Seither haben die Montenegriner immer wieder versucht, ihre Unabhängigkeit zurückzugewinnen. Selbst im kommunistischen Jugoslawien unter Marschall Tito ertrotzten sie sich eine Sonderstellung. Als dann Anfang der 90er Jahre Jugoslawien aufgelöst wurde, hatten die Montenegriner einen eigenen Staat erhofft. Dem machten aber die Serben und ihre internationalen Unterstützer zunächst einen Strich durch die Rechnung. Es hat allerdings von Anfang an einen starken montenegrinischen Widerstand unter der Führung von Milo Djukanovic gegen das Milosevic-Regime in Belgrad gegeben. Alles wurde versucht, Djukanovic, der zum montenegrinischen Präsidenten aufstieg, zu diskreditieren. Es gelang aber nicht, den populären Mann von der Bevölkerung zu trennen. Dagegen wurde von Belgrad die Serbisierung versucht. Dort war die serbisch-jugoslawische Orientierung stärker als in den Bergen, wo die Menschen klar an der montenegrinischen Identität festhielten. Bei allen Wahlen siegte daher die Partei von Djukanovic. Alle Versuchungen aus Belgrad und aus dem Westen blieben ohne Erfolg.

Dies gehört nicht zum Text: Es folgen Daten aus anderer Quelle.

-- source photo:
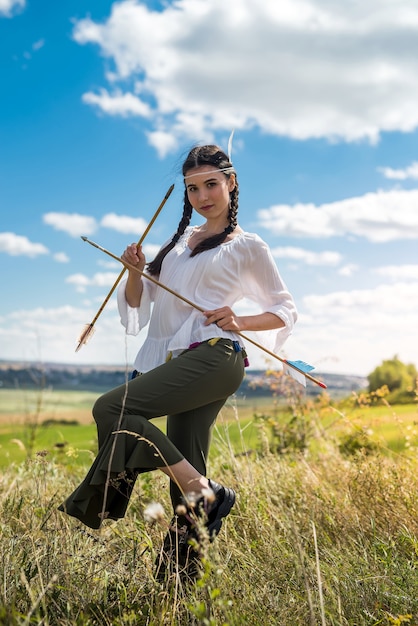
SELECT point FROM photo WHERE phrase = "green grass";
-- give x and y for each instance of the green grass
(314, 539)
(60, 423)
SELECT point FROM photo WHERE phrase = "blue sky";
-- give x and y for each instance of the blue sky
(100, 101)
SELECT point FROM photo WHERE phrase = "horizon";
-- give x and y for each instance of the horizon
(101, 103)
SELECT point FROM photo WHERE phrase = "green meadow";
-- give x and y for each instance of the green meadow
(324, 531)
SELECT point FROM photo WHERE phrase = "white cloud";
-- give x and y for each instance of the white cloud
(16, 245)
(100, 279)
(349, 269)
(124, 223)
(8, 7)
(379, 217)
(354, 331)
(50, 335)
(73, 224)
(354, 67)
(399, 272)
(61, 257)
(400, 174)
(325, 257)
(123, 104)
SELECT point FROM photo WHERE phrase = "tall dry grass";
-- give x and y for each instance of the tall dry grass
(315, 538)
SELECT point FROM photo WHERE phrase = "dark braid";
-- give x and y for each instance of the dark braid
(198, 156)
(154, 267)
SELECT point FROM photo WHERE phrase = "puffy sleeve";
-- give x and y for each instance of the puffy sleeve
(135, 318)
(261, 283)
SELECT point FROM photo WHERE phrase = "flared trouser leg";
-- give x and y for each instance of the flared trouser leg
(190, 389)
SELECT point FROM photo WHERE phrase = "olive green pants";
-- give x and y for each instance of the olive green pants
(190, 390)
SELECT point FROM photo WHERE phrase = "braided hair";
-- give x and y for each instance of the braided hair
(198, 156)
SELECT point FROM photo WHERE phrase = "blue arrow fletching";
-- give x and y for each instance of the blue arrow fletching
(301, 365)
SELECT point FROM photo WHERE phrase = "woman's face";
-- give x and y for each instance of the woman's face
(208, 191)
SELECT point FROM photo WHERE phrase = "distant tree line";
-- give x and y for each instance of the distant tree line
(400, 379)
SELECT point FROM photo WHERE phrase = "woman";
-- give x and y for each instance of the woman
(190, 362)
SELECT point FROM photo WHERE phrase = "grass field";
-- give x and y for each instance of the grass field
(321, 535)
(60, 423)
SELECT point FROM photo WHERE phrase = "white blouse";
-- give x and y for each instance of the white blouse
(240, 268)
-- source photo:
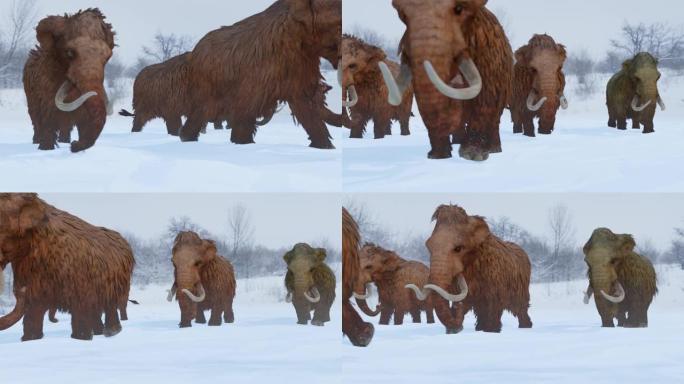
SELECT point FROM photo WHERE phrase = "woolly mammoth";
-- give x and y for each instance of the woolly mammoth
(66, 264)
(460, 63)
(623, 281)
(538, 85)
(361, 80)
(359, 332)
(391, 274)
(310, 284)
(205, 279)
(69, 65)
(471, 268)
(633, 93)
(161, 90)
(239, 72)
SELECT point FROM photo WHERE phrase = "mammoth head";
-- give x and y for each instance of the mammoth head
(20, 214)
(544, 59)
(323, 20)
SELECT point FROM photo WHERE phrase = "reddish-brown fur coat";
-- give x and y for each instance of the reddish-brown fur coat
(241, 71)
(64, 262)
(372, 92)
(47, 68)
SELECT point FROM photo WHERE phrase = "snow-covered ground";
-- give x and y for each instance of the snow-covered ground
(565, 345)
(582, 154)
(153, 161)
(263, 345)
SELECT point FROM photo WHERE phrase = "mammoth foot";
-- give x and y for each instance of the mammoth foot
(473, 153)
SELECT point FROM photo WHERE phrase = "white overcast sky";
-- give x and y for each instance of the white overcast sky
(579, 24)
(137, 21)
(278, 220)
(646, 216)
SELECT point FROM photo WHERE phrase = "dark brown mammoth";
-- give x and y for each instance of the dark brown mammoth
(69, 64)
(64, 263)
(205, 279)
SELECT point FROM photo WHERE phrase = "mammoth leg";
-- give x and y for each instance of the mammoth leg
(310, 118)
(199, 317)
(33, 323)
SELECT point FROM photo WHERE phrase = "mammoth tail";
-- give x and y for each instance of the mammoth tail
(125, 113)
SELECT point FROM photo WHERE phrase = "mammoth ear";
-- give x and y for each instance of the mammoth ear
(49, 30)
(32, 215)
(479, 230)
(320, 254)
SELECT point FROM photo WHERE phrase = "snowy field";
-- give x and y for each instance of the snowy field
(263, 345)
(581, 155)
(153, 161)
(565, 345)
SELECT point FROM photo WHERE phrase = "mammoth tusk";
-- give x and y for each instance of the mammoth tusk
(420, 294)
(74, 105)
(316, 296)
(462, 285)
(661, 103)
(619, 297)
(196, 299)
(635, 104)
(396, 87)
(587, 294)
(354, 97)
(530, 102)
(470, 73)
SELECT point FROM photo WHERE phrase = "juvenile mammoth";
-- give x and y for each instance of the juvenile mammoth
(359, 332)
(362, 81)
(391, 274)
(310, 284)
(240, 71)
(69, 64)
(632, 93)
(64, 263)
(205, 279)
(622, 281)
(460, 63)
(471, 268)
(538, 85)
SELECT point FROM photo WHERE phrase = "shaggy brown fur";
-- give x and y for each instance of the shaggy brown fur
(196, 264)
(472, 32)
(359, 332)
(76, 49)
(64, 263)
(497, 272)
(538, 69)
(241, 71)
(391, 273)
(609, 254)
(360, 70)
(306, 272)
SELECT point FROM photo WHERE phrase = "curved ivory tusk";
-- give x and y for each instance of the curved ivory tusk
(196, 299)
(661, 103)
(420, 294)
(354, 97)
(396, 87)
(587, 295)
(635, 104)
(619, 297)
(462, 285)
(316, 296)
(470, 73)
(74, 105)
(530, 102)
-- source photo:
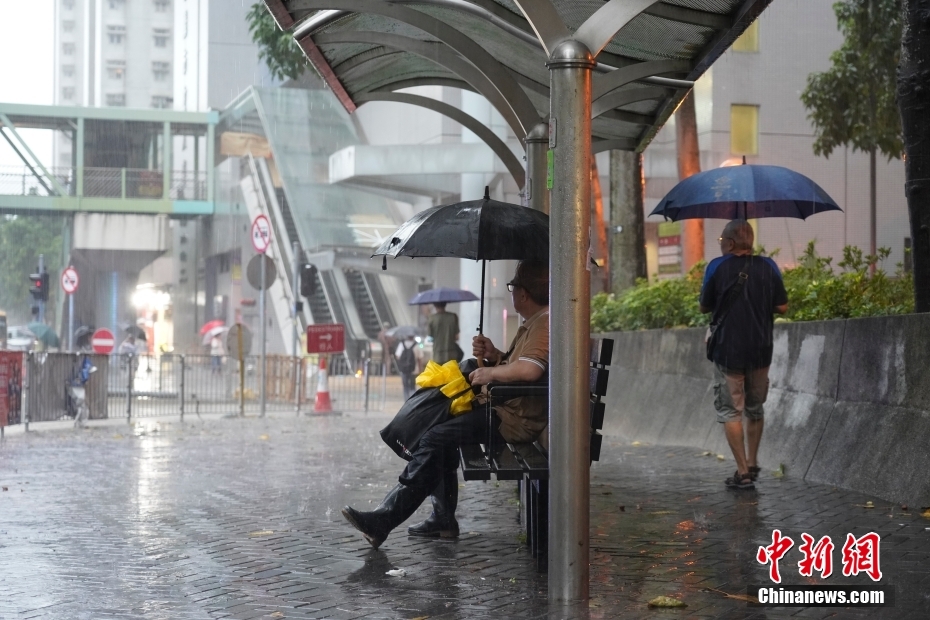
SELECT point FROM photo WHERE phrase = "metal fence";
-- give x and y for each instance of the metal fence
(140, 386)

Jüngst haben die führenden Montenegriner, nicht nur Präsident Dju-kanovic, sondern auch Ministerpräsident Miodrag Vukovic und Außenminister Dragisa Burzan, erneut die Forderung auf einen Volksentscheid erhoben. Zwar haben die internationalen Organe alles versucht, diesen Wunsch der Montenegriner zu ersticken - wieder ohne Erfolg -, doch diesmal ist die Aussicht auf eine Volksabstimmung größer.

Gewiß sind noch mächtige Versuche zu erwarten, irgend ein falsches Jugoslawien zu erhalten. Erfolg dürfte es aber diesmal trotz der Anstrengungen einiger internationaler Bürokraten nicht geben. Es kommt daher wohl jene Volksabstimmung, die, wenn ehrlich durchgeführt, eine Mehrheit für ein unabhängiges Montenegro ergeben dürfte.